Arrancamos, a veces a base de amor, a veces con desesperación y sin miramientos, trozos de aquello que nos llena. De personas, de paisajes, de momentos, de sueños, de deseos, de oraciones…

Porque nos sabemos incompletos, y tenemos la necesidad de volver a ser plenos, porque hubo un día en que así lo fuimos. Buscamos porque anhelamos la plenitud. Y la búsqueda constante es lo único capaz de hacernos sentir, aunque sea por un instante, llenos del todo.
Israel Barranco

Y entonces, llegó el verano.
Llegó sin avisar, después de un invierno demasiado largo y demasiado frío. Después de demasiadas lágrimas, de demasiadas peleas, de demasiados silencios. Demasiadas derrotas.
Llegó el verano en todo su esplendor. Los días se llenaron de luz. La lluvia pasó. Pasaron los miedos, las inseguridades. Pasó el dolor.
Las ventanas se llenaron de sueños nuevos, o de sueños antiguos rescatados de la basura. 
Ya no hacía frío, así que guardé, bien hondo, todos los chalecos que me aislaban del aire, todos los guantes que me impedían acariciar, todas las bufandas que escondían mi boca y hacían que pareciera inútil sonreír.

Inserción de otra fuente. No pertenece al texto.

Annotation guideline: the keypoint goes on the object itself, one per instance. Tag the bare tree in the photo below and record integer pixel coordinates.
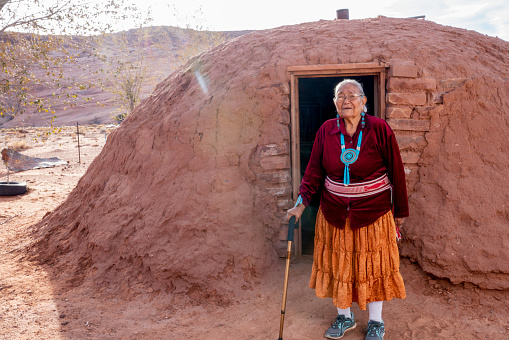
(39, 39)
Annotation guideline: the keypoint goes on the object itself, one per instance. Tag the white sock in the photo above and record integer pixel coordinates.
(375, 311)
(345, 312)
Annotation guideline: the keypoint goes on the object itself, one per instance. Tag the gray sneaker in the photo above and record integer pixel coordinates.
(375, 330)
(339, 326)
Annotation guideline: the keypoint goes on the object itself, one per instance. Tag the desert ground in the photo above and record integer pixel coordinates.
(34, 305)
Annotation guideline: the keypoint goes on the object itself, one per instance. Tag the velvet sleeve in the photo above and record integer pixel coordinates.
(314, 175)
(396, 172)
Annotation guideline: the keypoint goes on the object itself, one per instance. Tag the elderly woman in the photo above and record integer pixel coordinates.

Mi vida seguía siendo la misma. Todo continuaba en su sitio. Sin embargo, aprendí a redescubrir constantemente las certezas escondidas en el camino. Andar por el pasillo de la facultad se hizo divertido. Comer allí todos los días dejó de ser una carga para empezar a ser una ventaja.
Aprendí a creer de nuevo en el amor. Rescaté lo que quedaba de mi optimismo y me vestí con él todos los días. Lo guardé junto a la pasta de dientes, para que no se me olvidara ponérmelo ninguna mañana.
Aprendí a arriesgar, y a sorprenderme por los resultados.

Aprendí a respirar profundamente el aire renovado del verano.





Utiliza la sombra. Lee, sueña, descansa. Usa tus sueños. Y si están rotos, ¡pégalos!
Un sueño roto bien pegado puede volverse aún más bello de lo que era.
M. Malzieu
No nos enseñan a morir. No nos enseñan a despedirnos de los que se mueren. Siempre ha sido un tema tabú, una consecuencia inexorable de ese “carpe diem” vacío y sintético que se nos vende constantemente en esta sociedad capitalista en que vivimos.
La muerte es lo único que llevamos bajo el brazo cuando nacemos. Sabemos que tenemos fecha de caducidad, y sin embargo, nos empeñamos en cerrar los ojos con fuerza, y repetirnos a nosotros mismos que somos inmortales. Se lo decimos a nuestros padres, para que no se preocupen si enferman. Se lo decimos a nuestros hijos, para no tener que explicarles lo que significa “morir”.
Sin embargo, es la muerte lo que dota de sentido la existencia. La conciencia de muerte lleva inherente la conciencia de vida. En el momento en que se entiende la muerte como algo tangible, posible e inesperado, se llena de contenido la vida. Empezamos a preocuparnos por dónde gastamos nuestro tiempo, con quién lo hacemos y de qué forma. Empezamos a hacer las cosas que verdaderamente queremos hacer. Empezamos a tomar consciencia de quiénes somos y de quiénes queremos ser realmente.
La sociedad empuja con fuerza al consumismo voraz. Consumimos ropa, comida, artículos de belleza y cosas para el salón de casa. Compramos compulsivamente medicamentos, y llenamos el botiquín de Paracetamol y de Ibuprofeno, para cuando nos duela el cuerpo. Consumimos relaciones sexuales y relaciones afectivas. Consumimos viajes, sueños y puestos de trabajo. Y sin embargo… ¿Qué queda? Vacío. Todas esas cosas están dirigidas a producirnos placer inmediato, a mitigar un poco ese sentimiento que pellizca la boca del estómago y nos hace preguntarnos cosas. Y nos hace buscar respuestas.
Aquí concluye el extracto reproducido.